You are given an m x n integer grid accounts where accounts[i][j] is the amount of money the i​​​​​​​​​​​th​​​​ customer has in the j​​​​​​​​​​​th​​​​ bank. Return the wealth that the richest customer has.

A customer’s wealth is the amount of money they have in all their bank accounts.

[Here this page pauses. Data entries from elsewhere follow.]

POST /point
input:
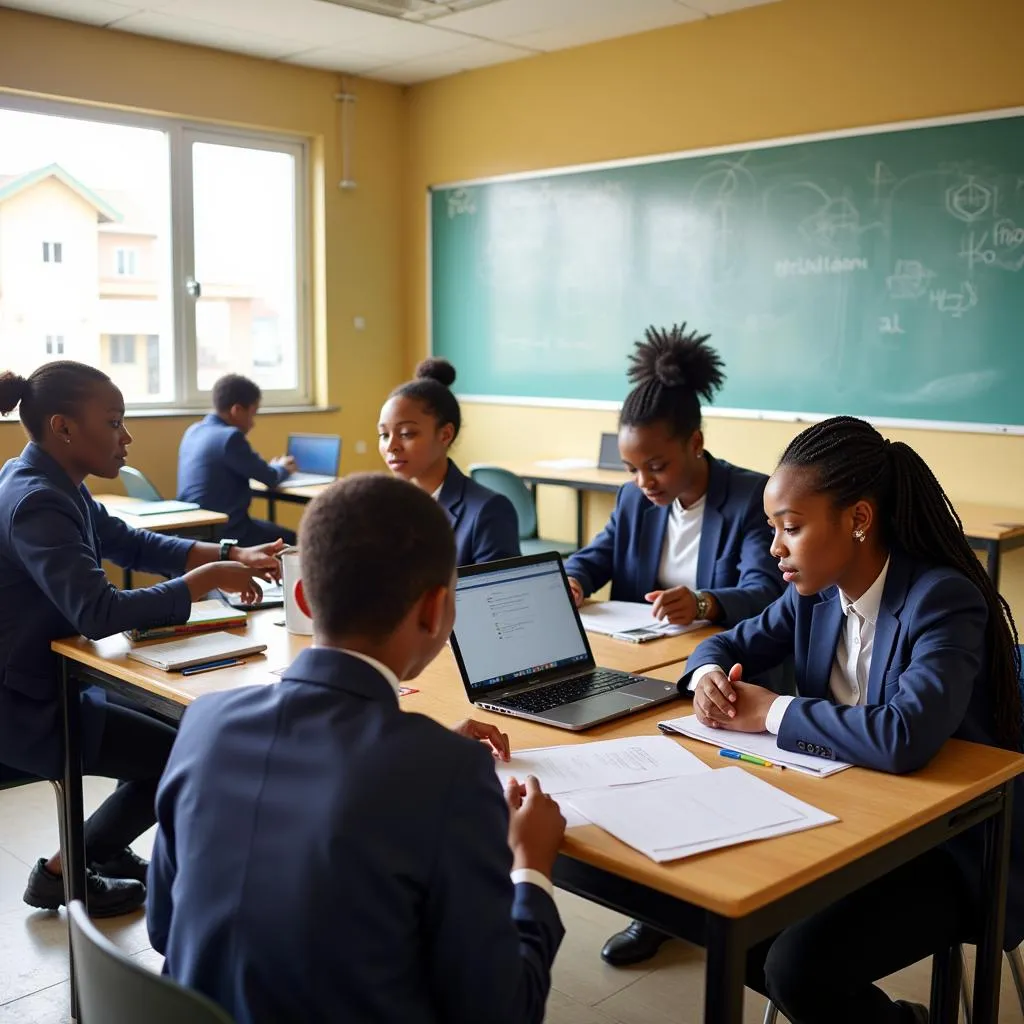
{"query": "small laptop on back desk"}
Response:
(522, 650)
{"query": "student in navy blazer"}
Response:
(419, 423)
(688, 535)
(324, 855)
(900, 641)
(52, 540)
(216, 462)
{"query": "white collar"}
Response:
(869, 602)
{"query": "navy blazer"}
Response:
(324, 856)
(928, 681)
(215, 465)
(485, 523)
(52, 540)
(733, 563)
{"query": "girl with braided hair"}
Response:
(900, 641)
(687, 535)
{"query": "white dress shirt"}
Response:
(527, 875)
(682, 546)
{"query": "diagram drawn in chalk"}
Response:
(909, 280)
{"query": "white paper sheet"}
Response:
(678, 817)
(603, 763)
(761, 744)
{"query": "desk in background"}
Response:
(199, 523)
(726, 900)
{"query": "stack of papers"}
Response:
(761, 744)
(621, 616)
(679, 817)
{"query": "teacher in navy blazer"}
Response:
(900, 641)
(53, 538)
(688, 535)
(419, 423)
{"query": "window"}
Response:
(188, 243)
(126, 262)
(122, 349)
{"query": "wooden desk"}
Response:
(726, 900)
(199, 523)
(294, 496)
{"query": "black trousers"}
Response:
(134, 750)
(822, 970)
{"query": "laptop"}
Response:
(521, 649)
(608, 457)
(317, 458)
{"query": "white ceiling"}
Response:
(321, 34)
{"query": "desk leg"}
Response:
(995, 869)
(74, 851)
(947, 968)
(725, 972)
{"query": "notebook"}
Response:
(205, 616)
(178, 654)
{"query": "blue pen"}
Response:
(210, 666)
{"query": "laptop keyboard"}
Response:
(599, 681)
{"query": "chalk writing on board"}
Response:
(909, 280)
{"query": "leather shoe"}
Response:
(104, 897)
(914, 1012)
(634, 944)
(126, 864)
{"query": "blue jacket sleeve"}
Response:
(492, 943)
(594, 565)
(760, 581)
(64, 565)
(496, 532)
(138, 549)
(243, 460)
(922, 706)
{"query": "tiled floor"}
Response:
(668, 990)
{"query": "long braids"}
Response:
(853, 461)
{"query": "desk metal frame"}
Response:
(726, 939)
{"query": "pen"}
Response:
(224, 663)
(736, 756)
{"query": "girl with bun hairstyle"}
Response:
(53, 538)
(419, 423)
(688, 534)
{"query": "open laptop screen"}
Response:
(318, 454)
(513, 622)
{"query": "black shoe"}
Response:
(633, 945)
(914, 1012)
(126, 864)
(104, 897)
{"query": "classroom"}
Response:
(380, 134)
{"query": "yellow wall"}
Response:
(357, 257)
(783, 69)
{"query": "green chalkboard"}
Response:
(878, 273)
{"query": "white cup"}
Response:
(296, 605)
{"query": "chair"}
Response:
(137, 484)
(113, 989)
(504, 482)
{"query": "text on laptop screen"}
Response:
(513, 623)
(315, 455)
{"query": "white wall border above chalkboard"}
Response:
(738, 146)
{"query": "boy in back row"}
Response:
(323, 855)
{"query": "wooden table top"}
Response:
(872, 808)
(119, 504)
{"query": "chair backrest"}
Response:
(137, 484)
(515, 491)
(114, 990)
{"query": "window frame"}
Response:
(181, 134)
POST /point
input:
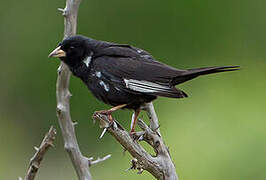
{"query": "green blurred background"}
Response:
(217, 133)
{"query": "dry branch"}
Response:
(80, 162)
(35, 161)
(161, 165)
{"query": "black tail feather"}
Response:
(193, 73)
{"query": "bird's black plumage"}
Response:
(122, 74)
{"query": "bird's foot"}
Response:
(137, 136)
(108, 113)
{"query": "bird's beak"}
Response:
(58, 52)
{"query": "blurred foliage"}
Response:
(216, 133)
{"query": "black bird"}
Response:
(124, 76)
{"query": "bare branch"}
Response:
(35, 161)
(160, 165)
(80, 162)
(98, 160)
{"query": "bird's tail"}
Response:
(193, 73)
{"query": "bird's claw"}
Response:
(137, 136)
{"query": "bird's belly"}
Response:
(113, 95)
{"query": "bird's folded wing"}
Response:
(138, 75)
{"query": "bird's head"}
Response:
(72, 50)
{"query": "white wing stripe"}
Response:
(145, 86)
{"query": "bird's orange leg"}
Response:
(110, 111)
(134, 120)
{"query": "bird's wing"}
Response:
(137, 74)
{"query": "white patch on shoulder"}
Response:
(139, 51)
(145, 86)
(98, 74)
(105, 86)
(87, 61)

The richest customer is the customer that has the maximum wealth.

Example 1:

Input: accounts = [[1,2,3],[3,2,1]] Output: 6 Explanation: 1st customer has wealth = 1 + 2 + 3 = 6 2nd customer has wealth = 3 + 2 + 1 = 6 Both customers are considered the richest with a wealth of 6 each, so return 6. Example 2:

Input: accounts = [[1,5],[7,3],[3,5]] Output: 10 Explanation: 1st customer has wealth = 6 2nd customer has wealth = 10 3rd customer has wealth = 8 The 2nd customer is the richest with a wealth of 10. Example 3:

Input: accounts = [[2,8,7],[7,1,3],[1,9,5]] Output: 17

Constraints:

m == accounts.length n == accounts[i].length 1 <= m, n <= 50 1 <= accounts[i][j] <= 100

/**
 * @param {number[][]} accounts
 * @return {number}
 */
var maximumWealth = function (accounts) {
  // Initialize a variable to store the maximum wealth
  let maxSum = 0;

  // Iterate through the accounts array
  for (let i = 0; i < accounts.length; i++) {
    // Calculate the wealth for the current customer by summing their account values
    let wealth = accounts[i].reduce((a, b) => a + b, 0);

    // Check if the calculated wealth is greater than the current maximum sum
    if (wealth > maxSum) {
      // Update the maximum sum if the current wealth is greater
      maxSum = wealth;
    }
  }

  // Return the overall maximum wealth
  return maxSum;
};

The time complexity of the code is O(n * m), where n is the number of customers (length of accounts array) and m is the average number of accounts per customer.

The space complexity is O(1) because the algorithm uses a constant amount of extra space, regardless of the input size.